Au regard de la performance du Cameroun dans l'organisation de la CAN féminine 2016, il est très probable que le standing d'organisation de la CAN 2019 sera mis à un niveau comparable (sinon supérieur) car, malgré la crise économique, tout est, actuellement, mis en œuvre, sur le plan de l'hébergement (hôtels de classe internationale), du transport (aérien, terrestre et ferroviaire), sanitaire (hôpitaux de référence avec des plateaux techniques répondant aux normes internationales sur les six sites choisis), des télécommunications (fibre optique disponible avec une retransmission du signal assurée par la télévision d'Etat dont les équipements dernier cri ont été livrés par la Chine (d'autres arrivent)), pour permettre une excellente CAN 2019. Fin août, le président de la CAF devrait, donc, être, plutôt, rassuré s'il est neutre et de bonne foi. Mais l'est-il, lui qui a changé les règles du jeu en plein match, en annonçant, au Maroc, l'augmentation du nombre des équipes de 16 à 24 devant participer à la CAN 2019, espérant contraindre, de cette façon, le Cameroun à jeter l'éponge afin que l'organisation de ladite CAN soit confiée au Maroc, qui est à la recherche (de façon quasi-désespérée) d'une CAN depuis qu'il avait (inopportunément) refusé de tenir la CAN 2015, sur son sol, avant d'être remplacé au pied levé par la Guinée équatoriale, à cause du problème Ebola qui, en réalité, n'en était pas un. Pour preuve, aucun joueur de la CAN 2015 n'a été affecté par le virus Ebola que craignaient les autorités sportives marocaines.

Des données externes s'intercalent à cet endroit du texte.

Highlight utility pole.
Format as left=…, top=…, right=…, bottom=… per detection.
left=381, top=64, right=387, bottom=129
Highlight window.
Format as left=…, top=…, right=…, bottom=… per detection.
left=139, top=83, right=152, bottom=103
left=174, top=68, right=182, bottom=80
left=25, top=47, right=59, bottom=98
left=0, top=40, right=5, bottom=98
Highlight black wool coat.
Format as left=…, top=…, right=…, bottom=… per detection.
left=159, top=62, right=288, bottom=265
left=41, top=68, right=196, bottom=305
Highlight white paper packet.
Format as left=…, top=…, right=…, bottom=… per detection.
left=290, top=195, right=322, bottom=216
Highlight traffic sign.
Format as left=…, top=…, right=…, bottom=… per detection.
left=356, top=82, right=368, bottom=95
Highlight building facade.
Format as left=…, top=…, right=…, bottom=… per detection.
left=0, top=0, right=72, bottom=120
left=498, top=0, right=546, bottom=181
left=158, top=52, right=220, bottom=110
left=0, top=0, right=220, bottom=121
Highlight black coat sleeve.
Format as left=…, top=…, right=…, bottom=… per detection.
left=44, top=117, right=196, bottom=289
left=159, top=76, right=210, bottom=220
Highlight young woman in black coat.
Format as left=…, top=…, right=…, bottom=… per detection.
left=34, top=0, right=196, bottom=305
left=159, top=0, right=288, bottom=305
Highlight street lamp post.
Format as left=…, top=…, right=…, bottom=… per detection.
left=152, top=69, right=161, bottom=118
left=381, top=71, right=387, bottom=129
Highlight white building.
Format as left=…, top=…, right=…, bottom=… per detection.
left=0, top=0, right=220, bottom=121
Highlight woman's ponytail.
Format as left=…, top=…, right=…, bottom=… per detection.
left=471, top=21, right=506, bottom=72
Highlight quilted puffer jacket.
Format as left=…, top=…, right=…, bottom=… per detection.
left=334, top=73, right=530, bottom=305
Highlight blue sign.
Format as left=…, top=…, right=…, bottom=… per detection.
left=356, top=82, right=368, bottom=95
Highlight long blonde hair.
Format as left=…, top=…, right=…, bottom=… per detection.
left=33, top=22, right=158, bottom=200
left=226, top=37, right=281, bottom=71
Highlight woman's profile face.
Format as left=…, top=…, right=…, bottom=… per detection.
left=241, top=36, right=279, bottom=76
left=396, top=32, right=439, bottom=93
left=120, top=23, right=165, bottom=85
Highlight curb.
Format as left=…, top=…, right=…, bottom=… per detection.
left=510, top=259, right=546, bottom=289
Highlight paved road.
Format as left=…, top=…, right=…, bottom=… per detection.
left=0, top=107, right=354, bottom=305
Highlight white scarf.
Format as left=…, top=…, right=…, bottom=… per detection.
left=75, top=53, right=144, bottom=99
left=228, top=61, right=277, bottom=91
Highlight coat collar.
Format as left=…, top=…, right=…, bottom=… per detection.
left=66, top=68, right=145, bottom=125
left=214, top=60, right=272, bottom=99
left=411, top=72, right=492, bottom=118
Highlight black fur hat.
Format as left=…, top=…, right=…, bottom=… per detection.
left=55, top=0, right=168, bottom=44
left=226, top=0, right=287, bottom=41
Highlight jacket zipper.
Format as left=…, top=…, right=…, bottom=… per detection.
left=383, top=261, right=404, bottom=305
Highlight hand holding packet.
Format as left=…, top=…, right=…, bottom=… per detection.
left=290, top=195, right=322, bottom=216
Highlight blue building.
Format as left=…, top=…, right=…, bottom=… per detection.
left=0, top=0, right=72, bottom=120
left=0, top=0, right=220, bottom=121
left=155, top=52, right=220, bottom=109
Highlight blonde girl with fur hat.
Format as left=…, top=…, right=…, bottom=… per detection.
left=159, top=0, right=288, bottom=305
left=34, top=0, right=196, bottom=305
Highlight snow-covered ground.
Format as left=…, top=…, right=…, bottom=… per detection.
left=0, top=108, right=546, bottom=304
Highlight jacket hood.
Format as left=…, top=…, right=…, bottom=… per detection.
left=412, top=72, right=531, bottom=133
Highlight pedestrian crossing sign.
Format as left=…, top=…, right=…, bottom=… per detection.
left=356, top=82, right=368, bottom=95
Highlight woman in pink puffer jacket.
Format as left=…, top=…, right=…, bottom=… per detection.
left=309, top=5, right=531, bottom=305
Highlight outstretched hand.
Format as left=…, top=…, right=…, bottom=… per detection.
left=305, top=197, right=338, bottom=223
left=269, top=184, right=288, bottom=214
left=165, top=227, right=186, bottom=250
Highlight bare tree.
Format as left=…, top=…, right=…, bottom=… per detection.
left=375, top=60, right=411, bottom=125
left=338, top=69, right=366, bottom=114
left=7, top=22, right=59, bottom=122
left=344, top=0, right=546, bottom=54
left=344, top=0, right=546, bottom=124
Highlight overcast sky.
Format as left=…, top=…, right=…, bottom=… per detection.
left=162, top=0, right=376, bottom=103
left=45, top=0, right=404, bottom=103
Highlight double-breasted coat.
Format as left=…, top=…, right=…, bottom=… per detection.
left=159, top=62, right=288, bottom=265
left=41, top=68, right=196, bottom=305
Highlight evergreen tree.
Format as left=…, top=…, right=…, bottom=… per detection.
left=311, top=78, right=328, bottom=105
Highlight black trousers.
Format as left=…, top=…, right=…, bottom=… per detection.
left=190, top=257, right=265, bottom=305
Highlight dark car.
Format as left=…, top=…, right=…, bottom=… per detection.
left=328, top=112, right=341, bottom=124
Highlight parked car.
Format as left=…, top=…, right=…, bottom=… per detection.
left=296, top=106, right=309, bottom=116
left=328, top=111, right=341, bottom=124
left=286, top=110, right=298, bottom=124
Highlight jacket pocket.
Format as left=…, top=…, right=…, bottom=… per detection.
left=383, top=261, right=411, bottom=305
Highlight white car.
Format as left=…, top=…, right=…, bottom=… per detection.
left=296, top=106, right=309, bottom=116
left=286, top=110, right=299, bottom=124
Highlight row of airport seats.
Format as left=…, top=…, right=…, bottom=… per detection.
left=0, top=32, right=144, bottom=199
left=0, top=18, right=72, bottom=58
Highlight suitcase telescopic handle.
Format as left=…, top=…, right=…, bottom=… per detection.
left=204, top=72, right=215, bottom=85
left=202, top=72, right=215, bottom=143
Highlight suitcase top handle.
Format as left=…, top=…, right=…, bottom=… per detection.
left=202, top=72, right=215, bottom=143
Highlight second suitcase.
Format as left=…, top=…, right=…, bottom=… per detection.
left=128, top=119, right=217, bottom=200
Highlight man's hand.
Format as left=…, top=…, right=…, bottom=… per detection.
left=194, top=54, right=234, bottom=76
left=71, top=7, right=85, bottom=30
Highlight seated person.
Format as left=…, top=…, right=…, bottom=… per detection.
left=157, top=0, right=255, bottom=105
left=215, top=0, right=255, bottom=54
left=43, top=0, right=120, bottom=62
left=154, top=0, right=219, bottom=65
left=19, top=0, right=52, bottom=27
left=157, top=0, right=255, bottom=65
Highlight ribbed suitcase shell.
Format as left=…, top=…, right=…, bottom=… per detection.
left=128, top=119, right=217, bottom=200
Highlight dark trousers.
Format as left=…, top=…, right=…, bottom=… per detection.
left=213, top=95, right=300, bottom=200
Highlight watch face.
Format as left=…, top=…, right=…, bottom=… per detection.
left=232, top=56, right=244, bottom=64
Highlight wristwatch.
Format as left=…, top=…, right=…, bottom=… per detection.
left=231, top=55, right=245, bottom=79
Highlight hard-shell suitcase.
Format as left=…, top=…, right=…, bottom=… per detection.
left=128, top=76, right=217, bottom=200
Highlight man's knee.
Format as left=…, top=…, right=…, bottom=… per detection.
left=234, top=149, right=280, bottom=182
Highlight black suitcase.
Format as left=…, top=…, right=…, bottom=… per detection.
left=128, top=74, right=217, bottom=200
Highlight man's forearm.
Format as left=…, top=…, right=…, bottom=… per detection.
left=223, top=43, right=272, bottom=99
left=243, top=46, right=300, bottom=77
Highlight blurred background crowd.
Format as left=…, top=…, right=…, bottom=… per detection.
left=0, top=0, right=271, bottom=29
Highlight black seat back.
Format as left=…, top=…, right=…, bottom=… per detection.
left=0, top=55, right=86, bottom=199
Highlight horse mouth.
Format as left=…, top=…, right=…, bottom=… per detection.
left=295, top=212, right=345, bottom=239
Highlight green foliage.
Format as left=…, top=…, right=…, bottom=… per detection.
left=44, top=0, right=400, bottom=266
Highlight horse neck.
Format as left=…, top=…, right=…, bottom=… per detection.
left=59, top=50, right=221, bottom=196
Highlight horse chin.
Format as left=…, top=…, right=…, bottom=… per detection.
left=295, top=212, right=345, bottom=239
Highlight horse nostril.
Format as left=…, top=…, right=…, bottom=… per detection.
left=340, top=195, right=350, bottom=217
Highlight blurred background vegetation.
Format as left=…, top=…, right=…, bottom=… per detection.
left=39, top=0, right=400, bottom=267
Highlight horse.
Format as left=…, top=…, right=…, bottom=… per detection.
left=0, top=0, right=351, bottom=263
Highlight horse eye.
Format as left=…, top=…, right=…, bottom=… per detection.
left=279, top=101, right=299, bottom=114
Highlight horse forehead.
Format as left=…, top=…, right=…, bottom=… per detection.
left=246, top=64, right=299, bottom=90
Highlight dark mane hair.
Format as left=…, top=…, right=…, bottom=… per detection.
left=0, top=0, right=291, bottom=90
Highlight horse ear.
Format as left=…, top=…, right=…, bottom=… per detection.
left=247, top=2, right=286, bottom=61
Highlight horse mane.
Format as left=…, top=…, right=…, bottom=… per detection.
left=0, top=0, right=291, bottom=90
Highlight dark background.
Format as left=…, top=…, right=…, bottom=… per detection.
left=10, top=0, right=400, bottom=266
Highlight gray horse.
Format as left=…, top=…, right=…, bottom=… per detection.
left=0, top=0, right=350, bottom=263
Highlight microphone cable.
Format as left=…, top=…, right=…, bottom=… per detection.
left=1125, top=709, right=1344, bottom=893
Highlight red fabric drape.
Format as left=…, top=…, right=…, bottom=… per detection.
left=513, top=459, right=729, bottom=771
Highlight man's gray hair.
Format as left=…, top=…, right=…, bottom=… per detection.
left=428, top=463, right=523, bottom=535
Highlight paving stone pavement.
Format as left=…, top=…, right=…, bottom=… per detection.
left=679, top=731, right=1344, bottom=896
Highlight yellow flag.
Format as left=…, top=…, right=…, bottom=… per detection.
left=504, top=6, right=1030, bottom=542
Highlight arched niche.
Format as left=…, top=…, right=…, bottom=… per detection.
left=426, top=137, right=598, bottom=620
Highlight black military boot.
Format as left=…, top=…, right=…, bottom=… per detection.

Mi-juillet, le ministre des Sports et de l’Education physique du Cameroun, Pierre Ismaël Bidoung Mpkatt, avait assuré que "malgré les contraintes liées à l’adversité de la conjoncture économique actuelle et à la persévération de la sécurité de notre pays, le gouvernement est totalement engagé (…) à remplir le cahier de charges de la CAF". Vendredi, 4 août, c'est le porte-parole du gouvernement, Issa Tchiroma, au nom de l'Etat camerounais, qui a annoncé, urbi et orbi, que « Le Cameroun avait toute la capacité d'organiser la CAN 2019 » et qu'il allait le faire. Ce lundi, 7 août, soir, le journal de la télévision d'Etat a, en partie, été consacré à ce dossier de la CAN 2019 (20 mns), après la lecture d'un long communiqué du président de la Fédération camerounaise de football, Tombi à Roko. C'est la mobilisation générale pour la défense de la CAN 2019 au Cameroun. Tous les moyens vont être utilisés pour que l'organisation de cette CAN ne soit pas retirée au Cameroun comme veut le faire Ahmad Ahmad dont les premiers pas à la présidence de la CAF semblent mettre le feu au football africain qui n'en avait pas besoin.